Christian Response to Refugees

Christian Response to Refugees November 18, 2015

Daniel Burke, at CNN: (at the link you can read the whole piece)

The political response here has been far too much grandstanding rather that careful consideration on the basis of actual evidence nor has the grandstanding considered the already solid process of vetting.

Two of the country’s largest and most influential religious groups, the U.S. Conference of Catholic Bishops and the National Association of Evangelicals, are urging the United States not to halt the resettlement of Syrian refugees after the deadly terrorist attack in Paris last Friday.

“Of course we want to keep terrorists out of our country, but let’s not punish the victims of ISIS for the sins of ISIS,” Leith Anderson, NAE president, said on Tuesday.

House Speaker Paul Ryan has called for a “pause” in the U.S. program accepting Syrian refugees and 27 governors have said they will not welcome them, though they have little legal authority to bar the federal government from settling refugees in their states.

Meanwhile, almost every GOP presidential candidate has said the United States should stop admitting Syrian refugees. Ted Cruz told CNN that the country should deny entry to Muslims from Syria, but leave the door open to fleeing Christians. Jeb Bush said refugee resettlement should “focus” on Christians.

Tuesday’s announcements from the Catholic bishops and evangelical association, which represents some 45,000 churches, put several candidates squarely at odds with their religious leaders. Sen.Marco Rubio, Bush and Chris Christie are Catholic. Cruz and Mike Huckabee are evangelicals.

“I am disturbed … by calls from both federal and state officials for an end to the resettlement of Syrian refugees in the United States,” Bishop Eusebio Elizondo, Chairman of the Catholic bishops’ committee on migration, said on Tuesday.

“These refugees are fleeing terror themselves — violence like we have witnessed in Paris. They are extremely vulnerable families, women, and children who are fleeing for their lives. We cannot and should not blame them for the actions of a terrorist organization.”

Stephen Bauman of World Relief knows what’s happening, as reported by Samuel Smith:

Presidential candidates are misleading the American public with the wrong facts on the Syrian refugee crisis and causing many to fear that accepting refugees will make the United States vulnerable to terrorist infiltration, the head of a prominent Evangelical refugee relief organization said.

Stephen Bauman, the president and CEO of World Relief, one of nine national agencies authorized by the U.S. State Department to resettle refugees in the United States, told The Christian Post in a Friday interview that the reality behind bringing Syrian refugees to the U.S. is nothing like what some of the 2016 presidential candidates are leading people to believe.

Bauman warned that the statements issued by Trump and Huckabee and some of the other candidates discouraging Syrian resettlement in the United States are simply based on fear and not facts.

“I have been traveling the country quite a bit in the last few months and I have been to a lot of churches and a lot of good people and definitely the fear factor on the radical elements of Islam coming into our country through the refugee program is certainly out there,” Bauman said. “But if you look at the 35 years of refugee resettlement in our nation, over three million since the mid to late 70s, and there has been no one from that group of people that are terrorists or have carried out a terrorist attack.

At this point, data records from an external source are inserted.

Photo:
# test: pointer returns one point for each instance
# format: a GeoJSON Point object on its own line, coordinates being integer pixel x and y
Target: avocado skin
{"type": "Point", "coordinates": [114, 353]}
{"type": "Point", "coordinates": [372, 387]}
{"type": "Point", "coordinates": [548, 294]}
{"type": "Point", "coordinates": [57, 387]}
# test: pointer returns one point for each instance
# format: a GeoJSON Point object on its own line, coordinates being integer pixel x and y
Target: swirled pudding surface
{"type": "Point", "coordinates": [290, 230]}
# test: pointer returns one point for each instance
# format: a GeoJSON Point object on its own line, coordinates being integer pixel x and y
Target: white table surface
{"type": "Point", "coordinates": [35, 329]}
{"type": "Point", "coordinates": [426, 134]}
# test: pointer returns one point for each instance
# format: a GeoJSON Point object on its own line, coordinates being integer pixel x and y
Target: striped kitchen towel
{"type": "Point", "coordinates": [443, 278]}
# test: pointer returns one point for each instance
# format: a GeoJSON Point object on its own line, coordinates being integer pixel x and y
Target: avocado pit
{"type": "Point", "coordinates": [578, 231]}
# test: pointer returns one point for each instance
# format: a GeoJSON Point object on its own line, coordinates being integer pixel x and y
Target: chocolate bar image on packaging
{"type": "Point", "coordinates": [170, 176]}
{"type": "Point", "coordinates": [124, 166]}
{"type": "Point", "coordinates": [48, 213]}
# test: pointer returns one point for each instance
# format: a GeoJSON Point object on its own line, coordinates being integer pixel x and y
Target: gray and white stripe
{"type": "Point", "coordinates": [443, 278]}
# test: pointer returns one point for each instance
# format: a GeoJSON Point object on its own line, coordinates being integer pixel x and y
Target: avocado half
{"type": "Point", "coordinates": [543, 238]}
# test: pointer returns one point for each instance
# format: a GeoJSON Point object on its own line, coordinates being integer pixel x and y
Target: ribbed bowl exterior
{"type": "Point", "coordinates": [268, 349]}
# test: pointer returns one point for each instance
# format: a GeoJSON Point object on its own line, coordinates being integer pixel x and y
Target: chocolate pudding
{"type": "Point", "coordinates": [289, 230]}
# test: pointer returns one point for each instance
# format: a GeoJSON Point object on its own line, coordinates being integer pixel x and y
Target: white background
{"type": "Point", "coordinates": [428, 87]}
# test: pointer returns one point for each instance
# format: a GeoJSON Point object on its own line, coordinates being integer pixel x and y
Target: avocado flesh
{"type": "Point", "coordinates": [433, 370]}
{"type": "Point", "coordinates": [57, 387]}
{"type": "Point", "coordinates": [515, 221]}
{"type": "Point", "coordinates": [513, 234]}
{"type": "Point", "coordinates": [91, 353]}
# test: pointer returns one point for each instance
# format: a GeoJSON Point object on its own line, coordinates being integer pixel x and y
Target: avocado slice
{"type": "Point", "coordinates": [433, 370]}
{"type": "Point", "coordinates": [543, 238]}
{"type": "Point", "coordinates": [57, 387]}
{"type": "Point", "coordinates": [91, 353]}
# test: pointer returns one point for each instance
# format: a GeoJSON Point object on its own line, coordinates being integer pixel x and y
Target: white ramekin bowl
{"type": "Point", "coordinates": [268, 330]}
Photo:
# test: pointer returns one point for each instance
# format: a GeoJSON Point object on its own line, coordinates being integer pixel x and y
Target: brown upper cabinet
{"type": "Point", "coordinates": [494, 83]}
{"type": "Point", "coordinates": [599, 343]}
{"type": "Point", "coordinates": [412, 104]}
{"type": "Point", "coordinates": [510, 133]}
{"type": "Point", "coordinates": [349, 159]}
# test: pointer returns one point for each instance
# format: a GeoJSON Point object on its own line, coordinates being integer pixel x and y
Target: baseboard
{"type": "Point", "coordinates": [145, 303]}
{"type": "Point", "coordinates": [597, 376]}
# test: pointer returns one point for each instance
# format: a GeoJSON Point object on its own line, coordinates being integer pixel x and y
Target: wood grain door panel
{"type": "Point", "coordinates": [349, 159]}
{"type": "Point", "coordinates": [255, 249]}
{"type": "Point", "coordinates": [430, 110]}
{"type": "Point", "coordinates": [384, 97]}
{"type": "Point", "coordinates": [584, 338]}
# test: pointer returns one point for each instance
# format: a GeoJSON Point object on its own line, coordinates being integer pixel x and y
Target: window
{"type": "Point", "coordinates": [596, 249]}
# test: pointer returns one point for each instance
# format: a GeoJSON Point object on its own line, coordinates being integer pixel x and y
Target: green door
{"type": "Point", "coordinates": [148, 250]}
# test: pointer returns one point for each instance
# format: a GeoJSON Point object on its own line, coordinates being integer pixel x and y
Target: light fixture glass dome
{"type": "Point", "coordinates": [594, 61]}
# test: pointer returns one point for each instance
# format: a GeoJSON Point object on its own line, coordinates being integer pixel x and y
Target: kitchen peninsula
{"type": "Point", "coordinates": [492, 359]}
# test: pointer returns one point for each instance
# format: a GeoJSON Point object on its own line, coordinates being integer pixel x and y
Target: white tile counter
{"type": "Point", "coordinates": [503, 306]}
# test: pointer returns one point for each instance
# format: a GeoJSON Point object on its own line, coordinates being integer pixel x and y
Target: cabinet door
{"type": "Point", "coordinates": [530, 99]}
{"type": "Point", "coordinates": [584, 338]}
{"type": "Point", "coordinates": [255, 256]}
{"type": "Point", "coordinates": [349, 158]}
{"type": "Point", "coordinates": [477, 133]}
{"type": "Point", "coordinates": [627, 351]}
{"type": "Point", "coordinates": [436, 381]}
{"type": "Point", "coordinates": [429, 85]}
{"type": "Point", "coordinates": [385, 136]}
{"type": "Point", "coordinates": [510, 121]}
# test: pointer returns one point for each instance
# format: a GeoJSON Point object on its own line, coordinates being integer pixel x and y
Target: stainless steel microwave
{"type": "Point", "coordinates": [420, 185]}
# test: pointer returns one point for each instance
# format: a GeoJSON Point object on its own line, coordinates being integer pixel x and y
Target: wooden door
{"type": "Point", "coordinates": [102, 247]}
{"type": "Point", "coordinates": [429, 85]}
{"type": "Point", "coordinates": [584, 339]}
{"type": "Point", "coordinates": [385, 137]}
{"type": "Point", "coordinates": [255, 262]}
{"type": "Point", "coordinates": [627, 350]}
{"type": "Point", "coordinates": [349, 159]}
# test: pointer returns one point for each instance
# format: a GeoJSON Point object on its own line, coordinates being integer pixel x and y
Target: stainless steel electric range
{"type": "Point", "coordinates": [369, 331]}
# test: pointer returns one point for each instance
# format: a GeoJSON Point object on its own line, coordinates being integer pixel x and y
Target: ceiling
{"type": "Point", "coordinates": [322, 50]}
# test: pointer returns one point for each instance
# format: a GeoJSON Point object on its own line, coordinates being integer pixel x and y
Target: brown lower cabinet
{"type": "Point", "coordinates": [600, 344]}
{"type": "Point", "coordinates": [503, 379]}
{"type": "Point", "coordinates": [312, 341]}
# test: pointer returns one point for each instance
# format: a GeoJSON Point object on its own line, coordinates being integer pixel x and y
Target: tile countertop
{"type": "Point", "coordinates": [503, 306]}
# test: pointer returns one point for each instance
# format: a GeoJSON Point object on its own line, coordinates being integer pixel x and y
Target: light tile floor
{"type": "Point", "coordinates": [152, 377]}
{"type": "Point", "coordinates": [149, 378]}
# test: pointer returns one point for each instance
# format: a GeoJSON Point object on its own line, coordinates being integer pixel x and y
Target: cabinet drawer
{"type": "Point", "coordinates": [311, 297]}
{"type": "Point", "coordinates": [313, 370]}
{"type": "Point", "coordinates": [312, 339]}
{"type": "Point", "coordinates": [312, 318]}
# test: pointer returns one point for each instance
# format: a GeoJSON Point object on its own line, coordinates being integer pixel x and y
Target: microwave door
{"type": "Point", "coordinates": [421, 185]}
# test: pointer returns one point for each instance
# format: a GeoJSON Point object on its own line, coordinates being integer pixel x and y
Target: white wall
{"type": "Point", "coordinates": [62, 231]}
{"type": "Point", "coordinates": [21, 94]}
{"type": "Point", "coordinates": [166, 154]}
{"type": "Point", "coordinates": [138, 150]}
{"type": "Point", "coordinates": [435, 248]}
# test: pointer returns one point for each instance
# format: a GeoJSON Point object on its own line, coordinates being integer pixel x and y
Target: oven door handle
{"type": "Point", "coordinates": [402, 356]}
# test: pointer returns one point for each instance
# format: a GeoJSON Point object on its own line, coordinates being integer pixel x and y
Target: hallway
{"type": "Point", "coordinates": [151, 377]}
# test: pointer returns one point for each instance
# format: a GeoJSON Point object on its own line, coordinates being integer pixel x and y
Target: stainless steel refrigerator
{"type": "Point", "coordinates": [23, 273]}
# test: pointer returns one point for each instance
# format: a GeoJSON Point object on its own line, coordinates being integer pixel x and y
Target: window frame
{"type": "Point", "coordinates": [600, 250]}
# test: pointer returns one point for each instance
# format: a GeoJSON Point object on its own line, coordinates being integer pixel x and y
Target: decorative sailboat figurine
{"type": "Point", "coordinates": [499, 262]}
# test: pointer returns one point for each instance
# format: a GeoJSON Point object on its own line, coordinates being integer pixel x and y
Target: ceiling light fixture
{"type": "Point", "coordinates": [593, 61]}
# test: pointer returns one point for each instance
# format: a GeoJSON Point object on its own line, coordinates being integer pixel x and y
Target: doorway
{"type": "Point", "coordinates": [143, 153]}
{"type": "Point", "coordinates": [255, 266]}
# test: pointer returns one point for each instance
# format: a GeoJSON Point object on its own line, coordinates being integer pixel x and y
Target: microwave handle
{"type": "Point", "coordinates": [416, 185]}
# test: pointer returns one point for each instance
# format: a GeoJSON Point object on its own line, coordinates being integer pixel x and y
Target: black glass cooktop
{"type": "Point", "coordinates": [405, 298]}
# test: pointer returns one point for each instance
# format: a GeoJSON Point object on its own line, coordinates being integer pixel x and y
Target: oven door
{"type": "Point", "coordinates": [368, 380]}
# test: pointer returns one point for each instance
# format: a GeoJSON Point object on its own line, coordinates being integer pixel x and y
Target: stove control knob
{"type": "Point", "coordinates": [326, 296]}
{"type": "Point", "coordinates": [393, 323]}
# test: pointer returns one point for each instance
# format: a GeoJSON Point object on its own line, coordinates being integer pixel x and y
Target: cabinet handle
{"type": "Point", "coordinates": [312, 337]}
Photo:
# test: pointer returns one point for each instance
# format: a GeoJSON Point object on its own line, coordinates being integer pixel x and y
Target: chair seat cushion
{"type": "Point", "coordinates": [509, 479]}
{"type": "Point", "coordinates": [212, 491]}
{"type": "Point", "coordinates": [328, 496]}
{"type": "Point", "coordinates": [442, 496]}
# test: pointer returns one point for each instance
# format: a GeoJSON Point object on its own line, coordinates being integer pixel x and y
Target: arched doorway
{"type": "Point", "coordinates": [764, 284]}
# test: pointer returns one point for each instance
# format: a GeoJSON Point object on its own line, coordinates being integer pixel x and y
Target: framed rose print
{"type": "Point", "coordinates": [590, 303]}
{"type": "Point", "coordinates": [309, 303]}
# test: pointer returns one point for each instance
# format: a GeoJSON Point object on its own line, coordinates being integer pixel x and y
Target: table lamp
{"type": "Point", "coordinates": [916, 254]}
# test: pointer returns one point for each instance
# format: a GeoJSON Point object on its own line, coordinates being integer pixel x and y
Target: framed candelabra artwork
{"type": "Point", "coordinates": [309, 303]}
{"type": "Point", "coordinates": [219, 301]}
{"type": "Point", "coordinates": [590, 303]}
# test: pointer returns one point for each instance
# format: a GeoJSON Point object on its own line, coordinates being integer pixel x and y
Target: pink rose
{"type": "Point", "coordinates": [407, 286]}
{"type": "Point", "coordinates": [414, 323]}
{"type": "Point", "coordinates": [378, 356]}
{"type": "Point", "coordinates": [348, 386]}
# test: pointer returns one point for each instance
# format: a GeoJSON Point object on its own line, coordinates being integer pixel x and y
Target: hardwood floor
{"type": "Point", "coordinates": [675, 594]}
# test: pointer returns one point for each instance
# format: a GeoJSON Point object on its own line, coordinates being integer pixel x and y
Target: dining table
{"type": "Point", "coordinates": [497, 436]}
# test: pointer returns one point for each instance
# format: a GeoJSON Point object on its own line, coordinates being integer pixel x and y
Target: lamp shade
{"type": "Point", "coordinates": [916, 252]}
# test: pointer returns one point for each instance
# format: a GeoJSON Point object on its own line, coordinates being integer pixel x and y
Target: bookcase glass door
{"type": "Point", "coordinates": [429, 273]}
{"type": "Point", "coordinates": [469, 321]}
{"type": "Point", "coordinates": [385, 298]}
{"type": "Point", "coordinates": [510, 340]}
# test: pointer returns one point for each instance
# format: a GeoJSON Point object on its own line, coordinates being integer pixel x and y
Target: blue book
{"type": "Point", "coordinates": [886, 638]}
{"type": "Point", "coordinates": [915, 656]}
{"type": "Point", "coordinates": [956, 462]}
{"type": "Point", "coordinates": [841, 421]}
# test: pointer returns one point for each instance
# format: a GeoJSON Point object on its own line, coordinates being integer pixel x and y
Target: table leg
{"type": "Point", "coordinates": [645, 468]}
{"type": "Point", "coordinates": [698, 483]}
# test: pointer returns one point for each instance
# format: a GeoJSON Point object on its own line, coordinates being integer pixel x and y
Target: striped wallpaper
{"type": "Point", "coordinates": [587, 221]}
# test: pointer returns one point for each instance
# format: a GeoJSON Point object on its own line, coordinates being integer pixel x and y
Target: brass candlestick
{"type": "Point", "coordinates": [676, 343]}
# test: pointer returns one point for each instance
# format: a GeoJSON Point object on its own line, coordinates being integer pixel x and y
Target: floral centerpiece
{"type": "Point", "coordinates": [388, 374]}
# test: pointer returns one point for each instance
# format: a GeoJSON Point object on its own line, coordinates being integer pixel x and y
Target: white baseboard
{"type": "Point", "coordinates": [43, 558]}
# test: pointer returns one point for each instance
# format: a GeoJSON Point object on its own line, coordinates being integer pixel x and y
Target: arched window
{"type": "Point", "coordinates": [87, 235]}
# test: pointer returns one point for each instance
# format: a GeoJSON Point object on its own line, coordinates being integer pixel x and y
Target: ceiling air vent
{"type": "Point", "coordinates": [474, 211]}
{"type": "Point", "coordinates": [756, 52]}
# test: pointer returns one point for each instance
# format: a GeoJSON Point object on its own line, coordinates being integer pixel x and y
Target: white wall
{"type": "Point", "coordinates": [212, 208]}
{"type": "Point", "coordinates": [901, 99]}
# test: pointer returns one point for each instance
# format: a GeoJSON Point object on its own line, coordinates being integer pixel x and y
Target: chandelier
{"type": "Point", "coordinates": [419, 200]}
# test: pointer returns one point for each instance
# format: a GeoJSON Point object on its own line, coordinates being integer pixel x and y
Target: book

Bauman, who heads the humanitarian arm of the National Association of Evangelicals, also said that the vetting process through the State Department and FBI takes anywhere from 18 months to two years for refugees to be granted asylum in the United States.

He added that the process is so extensive that it would be easier for an aspiring terrorist to find another way into the country rather than trying to infiltrate the resettlement process.

“If there are radical elements that come into our country, and I am sure there are, the last place they would want to seek entry is through the refugee program because it is so sealed tight from a security perspective,” Bauman asserted. “The claim that we don’t know who these people are is in fact, just not at all how the system works. United Nations vets these people, they come to our State Department. There is never an incident of a refugee coming in through our system and there is no other way for them to come without them being fully identified and fully vetted.”